Photographers' Guide to Privacy

Maryland

Maryland recognizes the four privacy torts.

Intrusion: Permitting the news media to "ride along" into a persons home with law enforcement officers as they execute an arrest warrant does not necessarily violate a Fourth Amendment right to be free from unreasonable searches and seizures, a federal appellate court held in a case where reporters accompanied officers attempting to execute an arrest warrant in a home in Maryland. Wilson v. Layne, 141 F.3d 111 (4th Cir. 1998), affd on other grounds, 119 S.Ct. 1692 (1999). The U.S. Supreme Court, however, held in May 1999 that law enforcement officers who permit the news media to follow them into a home while serving a warrant violate the Fourth Amendment rights of the subjects of warrants. Wilson v. Layne, 119 S.Ct. 1692 (1999).

Private facts: The publication of a criminal mug shot was not a private facts invasion because the mug shot was part of a public record. Pemberton v. Bethlehem Steel Corp., 502 A.2d 1101 (Md. App.), cert. denied, 508 A.2d 488 (Md.), cert. denied, 107 S.Ct. 571 (1986).

A photograph of a man sitting in a backyard that was used to illustrate an article about teen murders did not reveal "private information." Kelson v. Spin Publications, Inc., 16 Med. L. Rptr. 1130 (D. Md. 1988).

False light: A photograph of a man sitting in a backyard that was used to illustrate an article about teen murders, drug abuse, and severe economic hardship in Baltimore gave rise to a false light claim because a reasonable editor might have realized that the juxtaposition posed a substantial danger to the mans reputation. Kelson v. Spin Publications, Inc., 16 Med. L. Rptr. 1130 (D. Md 1988).

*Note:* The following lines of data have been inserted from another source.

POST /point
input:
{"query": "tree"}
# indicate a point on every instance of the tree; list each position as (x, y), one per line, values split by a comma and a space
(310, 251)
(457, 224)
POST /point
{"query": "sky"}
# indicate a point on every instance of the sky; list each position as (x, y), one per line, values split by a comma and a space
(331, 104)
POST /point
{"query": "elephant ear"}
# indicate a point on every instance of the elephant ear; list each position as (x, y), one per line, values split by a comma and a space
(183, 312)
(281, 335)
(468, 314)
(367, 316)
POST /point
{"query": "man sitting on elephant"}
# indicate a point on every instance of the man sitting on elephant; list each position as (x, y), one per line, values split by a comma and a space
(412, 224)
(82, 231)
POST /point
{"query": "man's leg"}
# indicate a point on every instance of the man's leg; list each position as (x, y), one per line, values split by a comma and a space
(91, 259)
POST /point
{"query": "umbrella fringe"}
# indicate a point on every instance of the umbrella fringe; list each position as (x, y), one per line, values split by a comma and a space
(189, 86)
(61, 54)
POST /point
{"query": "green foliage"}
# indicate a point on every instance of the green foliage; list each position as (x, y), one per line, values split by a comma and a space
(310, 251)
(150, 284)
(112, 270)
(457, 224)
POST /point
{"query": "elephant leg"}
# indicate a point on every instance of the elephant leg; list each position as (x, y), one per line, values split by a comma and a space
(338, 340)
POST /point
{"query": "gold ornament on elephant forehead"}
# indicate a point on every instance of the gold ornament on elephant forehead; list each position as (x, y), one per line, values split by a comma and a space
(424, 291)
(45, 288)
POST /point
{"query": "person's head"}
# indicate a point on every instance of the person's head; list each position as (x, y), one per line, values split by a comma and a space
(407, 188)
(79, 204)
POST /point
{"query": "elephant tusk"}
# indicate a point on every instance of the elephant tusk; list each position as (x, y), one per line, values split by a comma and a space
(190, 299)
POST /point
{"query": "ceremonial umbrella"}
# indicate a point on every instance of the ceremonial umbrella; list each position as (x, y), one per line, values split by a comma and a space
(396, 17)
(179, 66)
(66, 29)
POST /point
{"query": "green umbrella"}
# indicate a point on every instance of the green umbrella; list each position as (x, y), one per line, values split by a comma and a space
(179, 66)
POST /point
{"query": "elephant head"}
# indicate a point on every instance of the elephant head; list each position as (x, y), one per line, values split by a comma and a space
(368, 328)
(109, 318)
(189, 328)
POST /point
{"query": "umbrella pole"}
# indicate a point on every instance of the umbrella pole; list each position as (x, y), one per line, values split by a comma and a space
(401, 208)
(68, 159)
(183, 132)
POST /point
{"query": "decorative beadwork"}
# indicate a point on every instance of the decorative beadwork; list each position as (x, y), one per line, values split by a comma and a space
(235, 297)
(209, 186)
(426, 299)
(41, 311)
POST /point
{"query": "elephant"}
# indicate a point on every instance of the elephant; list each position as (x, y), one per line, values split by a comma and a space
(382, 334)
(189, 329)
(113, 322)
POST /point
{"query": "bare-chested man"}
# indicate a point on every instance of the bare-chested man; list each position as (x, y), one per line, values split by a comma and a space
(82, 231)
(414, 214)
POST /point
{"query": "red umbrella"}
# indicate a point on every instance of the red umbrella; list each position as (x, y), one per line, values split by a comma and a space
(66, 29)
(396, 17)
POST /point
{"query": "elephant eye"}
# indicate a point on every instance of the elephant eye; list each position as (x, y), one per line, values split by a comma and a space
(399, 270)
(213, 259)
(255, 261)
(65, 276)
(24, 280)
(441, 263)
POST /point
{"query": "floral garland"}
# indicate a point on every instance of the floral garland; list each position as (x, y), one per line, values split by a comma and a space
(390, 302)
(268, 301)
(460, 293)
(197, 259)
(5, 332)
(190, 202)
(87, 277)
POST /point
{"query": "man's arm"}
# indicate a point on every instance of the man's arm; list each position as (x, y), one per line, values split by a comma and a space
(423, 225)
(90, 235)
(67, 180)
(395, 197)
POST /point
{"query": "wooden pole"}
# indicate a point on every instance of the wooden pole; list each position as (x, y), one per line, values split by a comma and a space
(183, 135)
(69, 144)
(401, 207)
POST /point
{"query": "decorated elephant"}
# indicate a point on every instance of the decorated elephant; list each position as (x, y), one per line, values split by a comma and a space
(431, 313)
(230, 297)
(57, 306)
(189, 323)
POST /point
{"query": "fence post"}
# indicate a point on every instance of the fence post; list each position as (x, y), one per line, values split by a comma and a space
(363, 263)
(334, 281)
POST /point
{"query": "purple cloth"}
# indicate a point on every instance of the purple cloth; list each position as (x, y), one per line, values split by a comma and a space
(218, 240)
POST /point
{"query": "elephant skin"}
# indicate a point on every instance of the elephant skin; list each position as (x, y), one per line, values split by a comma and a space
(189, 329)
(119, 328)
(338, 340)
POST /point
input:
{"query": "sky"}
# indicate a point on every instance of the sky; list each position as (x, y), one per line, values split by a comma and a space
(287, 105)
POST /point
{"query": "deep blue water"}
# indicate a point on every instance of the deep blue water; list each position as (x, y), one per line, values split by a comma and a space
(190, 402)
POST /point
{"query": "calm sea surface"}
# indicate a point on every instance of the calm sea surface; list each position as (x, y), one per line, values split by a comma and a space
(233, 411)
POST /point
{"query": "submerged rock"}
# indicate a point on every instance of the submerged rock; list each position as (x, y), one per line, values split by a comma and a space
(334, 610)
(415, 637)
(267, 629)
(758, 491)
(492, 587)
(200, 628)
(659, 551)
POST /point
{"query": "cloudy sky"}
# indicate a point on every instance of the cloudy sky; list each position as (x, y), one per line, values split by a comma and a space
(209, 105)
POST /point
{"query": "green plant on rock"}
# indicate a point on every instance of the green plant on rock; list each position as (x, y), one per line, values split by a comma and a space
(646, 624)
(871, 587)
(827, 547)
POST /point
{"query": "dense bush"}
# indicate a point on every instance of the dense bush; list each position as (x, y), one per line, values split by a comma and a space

Misappropriation: A newspapers republication of a front-page photograph of children at a fair that had been taken for an advertising campaign was not misappropriation because the photo was used to illustrate the quality and content of the newspaper, not to exploit the children, whose mother gave her consent for the first publication. Lawrence v. A.S. Abell Co., 475 A.2d 448 (Md. 1984).